Giorno 10 a Venezia 2009: Mr. Nobody – A single man
Mr. Nobody – di Jaco van Dormael (Concorso) Chi scrive non vi dirà che Mr. Nobody è un brutto film: per leggere le motivazioni dei molti che l’hanno odiato basta che leggiate in altri mille siti e probabilmente decine di giornali. I difetti alla fine saranno quelli: pretenziosità, tutto già visto, troppo lungo, si avvolge
Mr. Nobody – di Jaco van Dormael (Concorso)
Chi scrive non vi dirà che Mr. Nobody è un brutto film: per leggere le motivazioni dei molti che l’hanno odiato basta che leggiate in altri mille siti e probabilmente decine di giornali. I difetti alla fine saranno quelli: pretenziosità, tutto già visto, troppo lungo, si avvolge su se stesso. Per carità, dialogando pacificamente probabilmente si arriverà a dimostrare tutti questi aspetti negativi, ma Mr. Nobody non va subito tacciato così.
Innanzitutto è un film che vuole recuperare il piacere di narrare con un certo stile, discutibile finché si vuole, una storia. Anzi due. Anzi tre. Comunque, è un film che vuole riaprire allo spettatore le porte del cinema che prende e ti trascina via con tutti i mezzi immaginifici possibili. Con un mix di melodramma, commedia e fantascienza, Jaco van Dormael, qui al suo terzo film dopo i bei Toto le Héros e L’ottavo giorno, ci parla di amore, di affetti, e dell’importanza del ricordo, del tempo, e delle conseguenze che una scelta può avere.
Quest’ultimo fatto rimanda a Capra e a Sliding Doors, ma a van Dormael interessa semplicemente lo spunto: la sua storia è vissuta tutta nella testa del vecchio protagonista, l’ultimo mortale ad essere rimasto in vita a 118 anni. Molte citazioni, in quello che a molti è parso un frullatone di temi e cose già trattate (come se il cinema non fosse un eterno rimando), che passa per il curiosamente simile (ma girato contemporaneamente!) Il curioso caso di Benjamin Button.

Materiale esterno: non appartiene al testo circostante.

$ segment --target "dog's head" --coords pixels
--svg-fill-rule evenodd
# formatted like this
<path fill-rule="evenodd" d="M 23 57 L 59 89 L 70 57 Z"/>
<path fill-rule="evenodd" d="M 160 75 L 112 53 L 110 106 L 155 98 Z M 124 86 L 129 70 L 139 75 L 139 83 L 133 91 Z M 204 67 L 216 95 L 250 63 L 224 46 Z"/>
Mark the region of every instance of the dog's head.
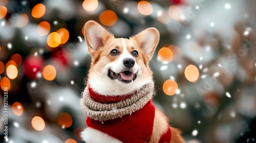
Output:
<path fill-rule="evenodd" d="M 115 38 L 98 23 L 89 21 L 84 36 L 92 55 L 88 75 L 90 86 L 104 95 L 122 95 L 151 82 L 148 62 L 159 34 L 151 28 L 129 39 Z"/>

Man mano che il film va avanti lo spettatore si può anche stufare: ma sfido a non emozionarsi quando il protagonista, nella sua mente, capisce davvero qual è la strada che più gli si addice. Una scelta coraggiosa che scalda il cuore. Per il resto, la realizzazione è talmente ben curata, e con una delicatissima colonna sonora, che molti in modo veloce e irragionevole l’hanno scambiato per un film americano.
Per la cronaca, il bravo van Dormael è belga, lavora in Francia, è autore colto, ironico e intelligente, si autocita spesso (credo che ad un certo punto torni anche in un fulmineo cameo Pascal Duquenne) e coi suoi film precedenti era in concorso a Cannes, dove ha ottenuto premi e consensi dalla critica. Non replicati qui perché, questa volta sì, siamo troppo fuori dagli schemi. Bella prova di Jared Leto e del resto del cast.

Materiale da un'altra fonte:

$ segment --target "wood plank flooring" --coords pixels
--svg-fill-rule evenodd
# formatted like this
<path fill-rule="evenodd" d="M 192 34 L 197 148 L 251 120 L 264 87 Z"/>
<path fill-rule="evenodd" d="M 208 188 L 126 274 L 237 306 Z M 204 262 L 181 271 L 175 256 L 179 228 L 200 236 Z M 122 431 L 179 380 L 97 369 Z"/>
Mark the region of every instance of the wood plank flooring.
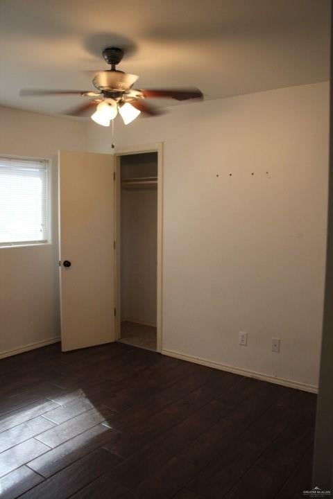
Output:
<path fill-rule="evenodd" d="M 316 396 L 121 343 L 0 360 L 1 499 L 292 499 Z"/>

A Single Man – di Tom Ford (Concorso)
Tom Ford fa esattamente quello che ci si aspettava da lui. E, forse, dirige uno dei film più sinceri e onesti del concorso, piaccia o meno. Cosa aspettarsi quindi da lui? Ford debutta alla regia dopo aver passato anni e anni in un certo ambiente, avrà visto fare solo un certo tipo di fotografie, avrà visto girare solo certi tipi di spot, avrà visto solo una certa patina e un certo stile.
E’ ovvio che poi lui applichi quello che è il suo vissuto anche nel suo esordio al lungometraggio. Ed ecco quindi un’opera fortemente estetizzante, con alcuni momenti usciti direttamente da una rivista. Ma che cos’altro dovremmo volere? Tra l’altro spesso e volentieri l’atmosfera e la fotografia ridanno il senso estetico della borghesia anni ’60 che fa da sfondo della vicenda.

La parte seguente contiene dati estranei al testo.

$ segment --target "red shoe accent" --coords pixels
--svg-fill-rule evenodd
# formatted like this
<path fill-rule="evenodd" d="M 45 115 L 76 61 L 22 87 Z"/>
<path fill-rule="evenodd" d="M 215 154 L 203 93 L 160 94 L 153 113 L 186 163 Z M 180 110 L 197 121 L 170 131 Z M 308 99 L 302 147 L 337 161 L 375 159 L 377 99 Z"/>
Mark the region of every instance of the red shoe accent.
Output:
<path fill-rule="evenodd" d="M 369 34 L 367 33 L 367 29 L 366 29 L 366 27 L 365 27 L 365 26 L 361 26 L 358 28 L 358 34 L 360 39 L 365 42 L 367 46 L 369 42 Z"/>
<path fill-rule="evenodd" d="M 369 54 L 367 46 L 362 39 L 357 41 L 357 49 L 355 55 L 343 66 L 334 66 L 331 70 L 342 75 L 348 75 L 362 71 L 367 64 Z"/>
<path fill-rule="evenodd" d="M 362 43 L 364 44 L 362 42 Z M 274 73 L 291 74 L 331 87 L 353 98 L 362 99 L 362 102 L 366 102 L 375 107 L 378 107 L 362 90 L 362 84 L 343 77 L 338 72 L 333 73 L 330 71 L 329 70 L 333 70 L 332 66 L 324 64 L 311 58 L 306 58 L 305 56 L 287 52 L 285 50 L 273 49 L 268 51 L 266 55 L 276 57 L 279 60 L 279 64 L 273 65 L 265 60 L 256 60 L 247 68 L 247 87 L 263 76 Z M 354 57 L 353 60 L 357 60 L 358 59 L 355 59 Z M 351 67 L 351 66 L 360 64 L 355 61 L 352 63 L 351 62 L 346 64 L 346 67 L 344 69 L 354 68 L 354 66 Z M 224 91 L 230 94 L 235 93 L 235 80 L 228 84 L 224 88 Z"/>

Che non è quella di una coppia omosessuale, ma semplicemente 24 ore nella vita di un uomo. Un uomo solo. E in questa totale estetizzazione, dove per illuminare i momenti più “felici” del protagonista Ford non può far altro che illuminare letteralmente (!) la fotografia, che passa dal freddo grigiore alla più calorosa illuminazione “in diretta”, Ford è anche onesto nel narrare paure, fragilità e dolori del suo amato personaggio.
Rubo una frase di Sollazzo dal Sole 24 Ore che sembra cogliere una cosa dello stile di Tom Ford: “la macchina da presa la usa come specchio e non come lente”. Ma con un’opera prima è quasi normale raccontare anche se stessi, tant’è che nel romanzo di Isherwood il regista ha dichiarato di rivedere molto di se stesso, e anche in questo sta l’assoluta sincerità del film di Ford.